Tera Yatırım Ekonomisti Enver Erkan da, Türkiye’de ulusal gelirin geçen yılın son çeyreğinde bir evvelki yılın birebir periyoduna nazaran yüzde 5,9 artarak Çin haricindeki bütün G-20 ülkelerinden daha yüksek bir performans gösterdiğini söyledi.
Son çeyrekte, sanayi üretiminin ve kredi büyümesinin sürükleyici güç olduğunu belirten Erkan, 2020 genelinde ise yüzde 1,8’lik GSYH artışı elde edildiğini, böylelikle salgın yılında büyüme kaydedebilen az sayıdaki iktisattan biri olunduğunu vurguladı.

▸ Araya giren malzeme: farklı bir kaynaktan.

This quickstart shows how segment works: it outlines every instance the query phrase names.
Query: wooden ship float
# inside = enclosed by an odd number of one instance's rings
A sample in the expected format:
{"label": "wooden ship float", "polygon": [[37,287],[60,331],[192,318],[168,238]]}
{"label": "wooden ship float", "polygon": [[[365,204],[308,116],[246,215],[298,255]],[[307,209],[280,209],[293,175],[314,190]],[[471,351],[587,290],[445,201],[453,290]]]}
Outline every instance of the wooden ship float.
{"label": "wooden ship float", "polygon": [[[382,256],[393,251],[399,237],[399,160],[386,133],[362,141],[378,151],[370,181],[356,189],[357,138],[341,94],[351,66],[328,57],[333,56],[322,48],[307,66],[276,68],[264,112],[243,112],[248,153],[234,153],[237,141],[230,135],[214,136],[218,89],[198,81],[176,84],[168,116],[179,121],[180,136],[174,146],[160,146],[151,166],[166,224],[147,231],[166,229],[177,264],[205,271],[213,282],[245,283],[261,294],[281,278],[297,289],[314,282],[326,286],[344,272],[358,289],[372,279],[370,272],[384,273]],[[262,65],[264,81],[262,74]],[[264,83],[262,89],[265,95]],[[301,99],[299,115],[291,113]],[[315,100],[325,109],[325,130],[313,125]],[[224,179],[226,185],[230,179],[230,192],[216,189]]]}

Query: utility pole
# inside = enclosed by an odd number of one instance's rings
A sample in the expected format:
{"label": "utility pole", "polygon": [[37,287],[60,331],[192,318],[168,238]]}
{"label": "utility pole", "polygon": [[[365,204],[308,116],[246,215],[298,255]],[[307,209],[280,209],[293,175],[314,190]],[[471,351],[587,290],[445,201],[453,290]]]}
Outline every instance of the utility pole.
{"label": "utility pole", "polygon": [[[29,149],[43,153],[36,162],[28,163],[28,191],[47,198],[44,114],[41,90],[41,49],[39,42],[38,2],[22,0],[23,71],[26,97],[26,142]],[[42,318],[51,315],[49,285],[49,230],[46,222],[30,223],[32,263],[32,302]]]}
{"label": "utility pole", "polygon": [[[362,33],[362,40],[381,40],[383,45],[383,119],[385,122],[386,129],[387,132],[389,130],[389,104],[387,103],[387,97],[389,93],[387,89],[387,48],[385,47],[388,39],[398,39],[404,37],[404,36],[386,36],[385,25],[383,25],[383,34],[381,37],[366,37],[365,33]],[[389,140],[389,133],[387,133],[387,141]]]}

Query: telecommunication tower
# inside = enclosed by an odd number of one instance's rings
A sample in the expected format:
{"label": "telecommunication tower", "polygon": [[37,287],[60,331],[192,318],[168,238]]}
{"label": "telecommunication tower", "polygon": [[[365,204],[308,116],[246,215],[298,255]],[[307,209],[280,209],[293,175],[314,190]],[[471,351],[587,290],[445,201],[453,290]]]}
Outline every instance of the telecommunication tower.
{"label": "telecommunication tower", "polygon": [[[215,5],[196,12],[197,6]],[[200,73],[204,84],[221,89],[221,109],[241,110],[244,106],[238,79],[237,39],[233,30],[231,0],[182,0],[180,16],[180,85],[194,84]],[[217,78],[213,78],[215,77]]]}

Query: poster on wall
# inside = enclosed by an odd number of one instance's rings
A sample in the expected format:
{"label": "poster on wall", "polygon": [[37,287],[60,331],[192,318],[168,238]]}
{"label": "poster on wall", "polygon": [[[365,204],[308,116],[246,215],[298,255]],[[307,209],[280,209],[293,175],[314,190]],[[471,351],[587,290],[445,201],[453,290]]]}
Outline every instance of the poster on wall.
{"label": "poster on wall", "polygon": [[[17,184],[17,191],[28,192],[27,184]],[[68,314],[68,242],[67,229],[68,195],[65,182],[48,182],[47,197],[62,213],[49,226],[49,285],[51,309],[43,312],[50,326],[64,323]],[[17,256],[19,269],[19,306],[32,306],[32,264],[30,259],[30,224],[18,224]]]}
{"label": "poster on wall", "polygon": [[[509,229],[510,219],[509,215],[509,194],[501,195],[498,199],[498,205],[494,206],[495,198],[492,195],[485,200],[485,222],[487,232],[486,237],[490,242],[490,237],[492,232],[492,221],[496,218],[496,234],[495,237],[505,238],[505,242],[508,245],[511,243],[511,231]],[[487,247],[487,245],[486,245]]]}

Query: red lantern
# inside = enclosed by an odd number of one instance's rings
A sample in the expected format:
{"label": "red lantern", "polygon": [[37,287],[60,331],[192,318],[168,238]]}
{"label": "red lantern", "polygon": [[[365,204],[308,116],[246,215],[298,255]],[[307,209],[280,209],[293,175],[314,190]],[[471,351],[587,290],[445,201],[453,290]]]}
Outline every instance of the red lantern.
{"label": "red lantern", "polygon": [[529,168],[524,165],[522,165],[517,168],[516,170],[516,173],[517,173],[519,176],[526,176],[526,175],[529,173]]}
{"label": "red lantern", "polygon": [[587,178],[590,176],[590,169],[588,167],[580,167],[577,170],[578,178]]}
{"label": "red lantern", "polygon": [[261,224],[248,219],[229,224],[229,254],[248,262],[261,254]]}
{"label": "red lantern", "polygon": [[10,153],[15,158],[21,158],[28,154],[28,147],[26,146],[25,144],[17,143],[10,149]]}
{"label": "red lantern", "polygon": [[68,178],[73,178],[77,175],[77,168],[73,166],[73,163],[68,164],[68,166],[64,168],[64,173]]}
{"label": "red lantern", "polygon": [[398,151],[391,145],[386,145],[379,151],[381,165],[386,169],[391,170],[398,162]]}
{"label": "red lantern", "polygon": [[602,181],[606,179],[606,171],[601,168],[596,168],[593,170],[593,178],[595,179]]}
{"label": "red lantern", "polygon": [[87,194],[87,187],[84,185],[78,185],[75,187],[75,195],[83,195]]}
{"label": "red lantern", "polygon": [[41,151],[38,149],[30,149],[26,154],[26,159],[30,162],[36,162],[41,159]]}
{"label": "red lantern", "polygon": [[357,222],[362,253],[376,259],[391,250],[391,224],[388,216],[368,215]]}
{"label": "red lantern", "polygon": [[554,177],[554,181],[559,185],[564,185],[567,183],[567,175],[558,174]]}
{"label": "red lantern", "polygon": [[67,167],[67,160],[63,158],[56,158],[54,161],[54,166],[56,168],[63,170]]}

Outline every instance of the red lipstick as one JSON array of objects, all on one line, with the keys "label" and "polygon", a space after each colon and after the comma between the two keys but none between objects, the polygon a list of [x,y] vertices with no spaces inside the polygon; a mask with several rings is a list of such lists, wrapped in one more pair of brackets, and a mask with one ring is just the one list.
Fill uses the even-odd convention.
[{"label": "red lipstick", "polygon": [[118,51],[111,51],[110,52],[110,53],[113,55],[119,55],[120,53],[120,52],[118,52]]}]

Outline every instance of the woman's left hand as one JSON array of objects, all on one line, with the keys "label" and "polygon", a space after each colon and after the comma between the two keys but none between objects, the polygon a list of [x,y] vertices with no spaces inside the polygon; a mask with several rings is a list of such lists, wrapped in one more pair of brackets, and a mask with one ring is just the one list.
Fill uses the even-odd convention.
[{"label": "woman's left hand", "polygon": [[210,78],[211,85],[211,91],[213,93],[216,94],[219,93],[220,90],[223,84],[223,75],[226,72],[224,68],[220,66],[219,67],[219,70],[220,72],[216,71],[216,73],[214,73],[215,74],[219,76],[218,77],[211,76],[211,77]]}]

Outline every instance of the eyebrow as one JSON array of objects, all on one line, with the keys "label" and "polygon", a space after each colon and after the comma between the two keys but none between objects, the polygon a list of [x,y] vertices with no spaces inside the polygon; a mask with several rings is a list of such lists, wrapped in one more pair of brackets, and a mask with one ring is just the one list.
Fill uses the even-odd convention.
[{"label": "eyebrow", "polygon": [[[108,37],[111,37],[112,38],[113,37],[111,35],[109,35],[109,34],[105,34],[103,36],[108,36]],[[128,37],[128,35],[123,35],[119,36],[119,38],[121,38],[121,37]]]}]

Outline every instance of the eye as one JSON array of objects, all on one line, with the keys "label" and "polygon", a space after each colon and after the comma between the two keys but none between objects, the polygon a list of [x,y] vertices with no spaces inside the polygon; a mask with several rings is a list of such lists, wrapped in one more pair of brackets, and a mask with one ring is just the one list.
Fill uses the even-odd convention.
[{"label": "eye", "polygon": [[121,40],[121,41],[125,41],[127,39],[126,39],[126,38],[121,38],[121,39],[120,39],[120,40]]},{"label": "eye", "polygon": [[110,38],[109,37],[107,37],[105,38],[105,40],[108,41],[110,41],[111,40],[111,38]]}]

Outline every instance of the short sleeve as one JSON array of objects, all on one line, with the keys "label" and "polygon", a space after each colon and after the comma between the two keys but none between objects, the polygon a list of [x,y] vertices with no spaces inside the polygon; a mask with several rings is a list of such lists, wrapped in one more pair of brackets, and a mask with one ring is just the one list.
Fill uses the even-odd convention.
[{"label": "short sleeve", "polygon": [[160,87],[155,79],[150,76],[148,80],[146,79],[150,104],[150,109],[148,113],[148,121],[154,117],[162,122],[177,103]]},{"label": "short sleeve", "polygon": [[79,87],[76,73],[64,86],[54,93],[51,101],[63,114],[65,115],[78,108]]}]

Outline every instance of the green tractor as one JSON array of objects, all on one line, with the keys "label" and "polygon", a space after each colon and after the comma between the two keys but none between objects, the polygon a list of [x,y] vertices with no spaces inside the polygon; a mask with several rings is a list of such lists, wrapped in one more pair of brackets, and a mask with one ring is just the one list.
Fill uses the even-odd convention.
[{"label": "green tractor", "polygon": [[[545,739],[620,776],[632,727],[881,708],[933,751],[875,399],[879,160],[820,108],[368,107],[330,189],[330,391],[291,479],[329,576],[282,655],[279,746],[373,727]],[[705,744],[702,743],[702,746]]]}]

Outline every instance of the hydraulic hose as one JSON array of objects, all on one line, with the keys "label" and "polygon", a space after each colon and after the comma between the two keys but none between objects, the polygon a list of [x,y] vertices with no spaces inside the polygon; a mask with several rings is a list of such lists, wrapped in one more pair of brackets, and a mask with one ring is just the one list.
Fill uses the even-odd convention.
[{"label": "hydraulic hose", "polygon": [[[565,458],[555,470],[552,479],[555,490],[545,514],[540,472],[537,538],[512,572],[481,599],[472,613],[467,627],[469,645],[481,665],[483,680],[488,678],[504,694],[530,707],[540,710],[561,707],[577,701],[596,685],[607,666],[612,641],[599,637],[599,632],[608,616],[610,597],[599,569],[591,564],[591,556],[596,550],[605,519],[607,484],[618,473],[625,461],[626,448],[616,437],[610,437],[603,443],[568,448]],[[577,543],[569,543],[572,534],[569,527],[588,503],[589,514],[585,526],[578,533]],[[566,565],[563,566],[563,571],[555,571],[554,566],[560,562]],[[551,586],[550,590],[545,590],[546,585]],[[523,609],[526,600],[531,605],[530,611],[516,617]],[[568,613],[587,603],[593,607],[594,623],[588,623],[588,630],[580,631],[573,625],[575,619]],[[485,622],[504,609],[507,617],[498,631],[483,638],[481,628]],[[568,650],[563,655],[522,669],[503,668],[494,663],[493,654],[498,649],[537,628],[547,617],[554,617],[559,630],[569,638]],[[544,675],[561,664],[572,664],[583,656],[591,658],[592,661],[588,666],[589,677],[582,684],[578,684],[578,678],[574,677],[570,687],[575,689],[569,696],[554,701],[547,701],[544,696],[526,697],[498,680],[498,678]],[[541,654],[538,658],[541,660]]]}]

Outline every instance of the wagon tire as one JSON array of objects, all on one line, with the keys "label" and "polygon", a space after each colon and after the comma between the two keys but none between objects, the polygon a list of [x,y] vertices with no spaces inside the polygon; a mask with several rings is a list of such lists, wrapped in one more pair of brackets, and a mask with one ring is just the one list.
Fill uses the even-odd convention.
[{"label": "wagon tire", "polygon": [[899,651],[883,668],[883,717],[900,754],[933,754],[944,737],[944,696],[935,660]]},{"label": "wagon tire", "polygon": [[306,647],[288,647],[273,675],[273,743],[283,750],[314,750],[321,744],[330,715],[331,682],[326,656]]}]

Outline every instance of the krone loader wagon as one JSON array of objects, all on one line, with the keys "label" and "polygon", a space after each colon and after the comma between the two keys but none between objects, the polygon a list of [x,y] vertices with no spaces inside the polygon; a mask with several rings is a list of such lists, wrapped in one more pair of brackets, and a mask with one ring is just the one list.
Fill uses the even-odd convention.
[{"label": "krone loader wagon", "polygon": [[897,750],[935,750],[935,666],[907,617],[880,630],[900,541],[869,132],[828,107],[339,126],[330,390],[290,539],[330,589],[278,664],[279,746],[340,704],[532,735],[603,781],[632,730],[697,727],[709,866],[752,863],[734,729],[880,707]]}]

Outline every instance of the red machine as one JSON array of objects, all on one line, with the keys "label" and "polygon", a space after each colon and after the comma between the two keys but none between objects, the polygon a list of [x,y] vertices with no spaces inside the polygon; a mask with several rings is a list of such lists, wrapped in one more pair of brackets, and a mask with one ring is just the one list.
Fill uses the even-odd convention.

Erkan, büyümenin ana sürükleyici etmenleri ortasında yer alan kredi büyümesinin, aslında geçen yılın 3. çeyreğindeki düşük faiz siyasetinin getirdiği kredi patlamasının bir devamı niteliğinde olduğuna değinerek, şu değerlendirmelerde bulundu:
“Kasım devrinde, iktisat idaresinde yapılan değişikliklerle bir arada sıkılaşan para siyasetinin bir yansıması olarak, kredi büyümesinin artan faiz oranları çerçevesinde dengelenmesi bekleniyor. Sıkılaşan finansal şartlara ek olarak; Kovid-19 kaynaklı kısıtlamaların 2020’nin son ayından itibaren devreye girmesi ve bu noktada bilhassa hizmet bölümündeki faaliyet ve istihdam kaybı büyümeye negatif tarafta tesir yapabilecektir. Öbür yandan; aşılamanın ne kadar tesirli olacağına bağlı olarak açılacak olan iktisadi faaliyetler ve ekonomik canlanma kaynaklı artabilecek talep, bunun yanında tekrar olağanlaşma kaynaklı turizm döneminde yaşanabilecek canlanma büyümeye olumlu tesirde bulunabilir. Finansal şartların yılın son kısmına kadar mevcut sıkılıkta kalması baz senaryo olmakla birlikte, enflasyonda faiz indirimine imkan verecek bir düşüş olursa büyüme biraz da kredi kanalından beslenebilir. Bütün bu varsayımlar ve sapma olasılıkları dahilinde 2021 büyüme beklentimizi konsensüse yakın bir düzey olarak yüzde 4,8 düzeyinde belirledik.”